Мне хотелось прежде всего показать, что каждое свое убеждение Писарев брал с бою, грудью, искупая его ценою невыносимых душевных страданий, которые довели его даже до помешательства. Следовательно, приличие – хотя бы только приличие – требует, чтобы с прозвищами “верхогляд”, “холодный эгоист” и прочими, которыми награждали Писарева его противники, было покончено. Это – во-первых. А во-вторых, если еще и теперь самый талант Писарева, его литературное красноречие, его вдохновенные приемы борьбы, его насмерть бьющие быстрые полемические удары поражают своей свежестью и правдивостью, – то разгадку этого ищите в глубине перенесенных им страданий.
Жизнь, как мы это увидим, не дала ему личного счастья, но наградила многими талантами.

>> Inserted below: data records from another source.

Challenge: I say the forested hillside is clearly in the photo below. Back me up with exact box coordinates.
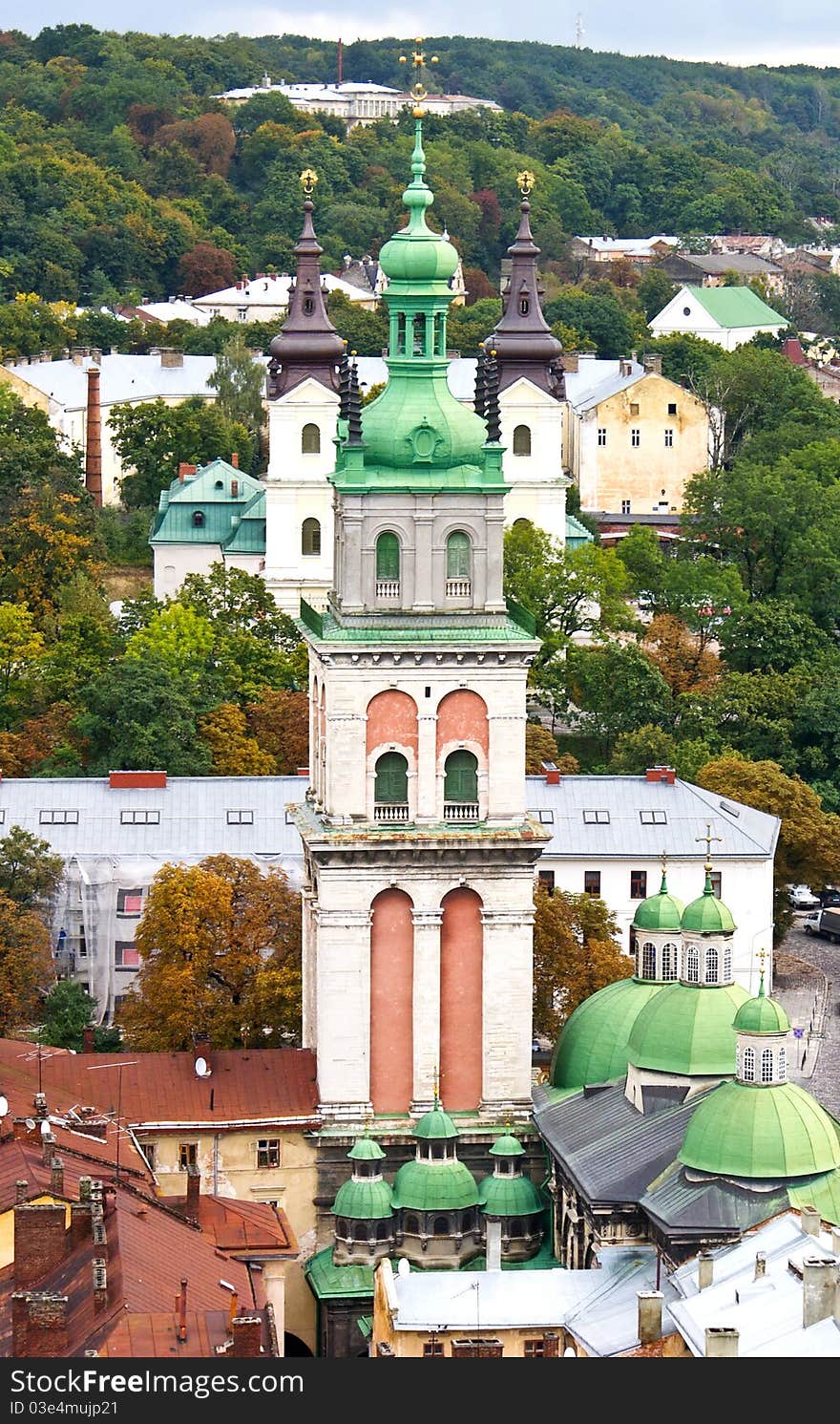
[0,26,840,302]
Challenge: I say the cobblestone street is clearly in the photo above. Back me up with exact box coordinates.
[774,925,840,1116]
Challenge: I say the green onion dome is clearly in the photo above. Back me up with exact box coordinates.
[550,977,672,1088]
[679,1082,840,1180]
[634,871,683,934]
[628,984,749,1078]
[682,869,735,934]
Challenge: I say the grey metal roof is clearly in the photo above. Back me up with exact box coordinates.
[534,1081,706,1203]
[525,776,780,861]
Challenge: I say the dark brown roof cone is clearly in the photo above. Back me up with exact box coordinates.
[267,175,345,400]
[486,197,565,400]
[84,366,102,508]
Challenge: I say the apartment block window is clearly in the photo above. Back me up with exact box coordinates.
[116,890,142,916]
[114,940,139,969]
[631,870,648,900]
[256,1137,281,1166]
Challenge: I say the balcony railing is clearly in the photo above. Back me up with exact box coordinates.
[443,801,478,821]
[373,801,409,826]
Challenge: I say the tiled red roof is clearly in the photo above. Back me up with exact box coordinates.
[0,1038,318,1125]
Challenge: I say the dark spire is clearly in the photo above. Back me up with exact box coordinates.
[267,168,343,400]
[490,172,564,400]
[484,351,501,444]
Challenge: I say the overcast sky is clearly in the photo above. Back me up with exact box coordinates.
[14,0,840,70]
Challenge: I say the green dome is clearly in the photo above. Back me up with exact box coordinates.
[478,1177,544,1216]
[628,984,749,1078]
[332,1178,394,1222]
[550,978,669,1088]
[391,1158,478,1212]
[682,870,735,934]
[634,871,683,934]
[679,1082,840,1178]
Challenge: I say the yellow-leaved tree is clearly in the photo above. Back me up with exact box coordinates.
[119,856,301,1051]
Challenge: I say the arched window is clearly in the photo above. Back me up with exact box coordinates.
[376,530,400,594]
[301,520,321,558]
[301,420,321,455]
[446,530,472,594]
[443,752,478,806]
[373,752,409,812]
[514,426,531,455]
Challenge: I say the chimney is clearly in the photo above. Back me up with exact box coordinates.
[698,1250,715,1290]
[50,1158,64,1196]
[231,1316,262,1360]
[186,1163,200,1221]
[645,766,676,786]
[84,366,102,510]
[802,1256,837,1330]
[11,1290,69,1360]
[14,1201,66,1286]
[799,1206,823,1236]
[486,1222,501,1270]
[706,1326,739,1360]
[637,1290,665,1345]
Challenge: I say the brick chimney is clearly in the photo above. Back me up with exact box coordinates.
[231,1316,262,1360]
[84,366,102,510]
[14,1201,66,1286]
[11,1290,69,1360]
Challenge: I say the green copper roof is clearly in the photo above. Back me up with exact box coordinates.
[550,978,669,1088]
[634,871,683,934]
[684,287,788,328]
[682,870,735,934]
[414,1102,458,1142]
[393,1158,478,1212]
[332,1178,393,1222]
[733,971,790,1033]
[490,1132,525,1158]
[478,1177,545,1216]
[628,984,749,1078]
[679,1082,840,1178]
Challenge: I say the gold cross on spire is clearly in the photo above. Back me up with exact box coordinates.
[400,38,437,118]
[695,820,724,870]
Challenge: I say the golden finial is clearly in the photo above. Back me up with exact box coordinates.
[400,37,437,118]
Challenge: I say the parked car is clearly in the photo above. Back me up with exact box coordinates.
[788,885,820,910]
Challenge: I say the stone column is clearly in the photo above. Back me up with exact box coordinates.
[411,910,443,1116]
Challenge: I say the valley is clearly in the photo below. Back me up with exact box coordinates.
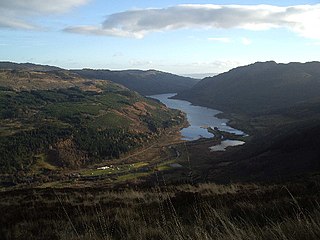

Из этих талантов мне бы хотелось на первом плане поставить талант правды. Читая произведения Писарева, вы видите, что высказанное им – сказано из глубины души, а это чего-нибудь да стоит. Можете не соглашаться с ним, можете опровергать его, но не забывайте только, что в лице Писарева говорит с вами сама действительность, сама искренность.
В этом дивная красота его сочинений.
Если он ошибался, то лишь как человек, ищущий истины. Такая ошибка заслуживает полного уважения. Но есть ли во всех его “Сочинениях” хоть одна фраза, которая не была бы выстрадана и куплена ценою душевных мук, – есть ли там фраза, вызванная посторонними соображениями, словом, “проданная” фраза? Над этим стоит подумать.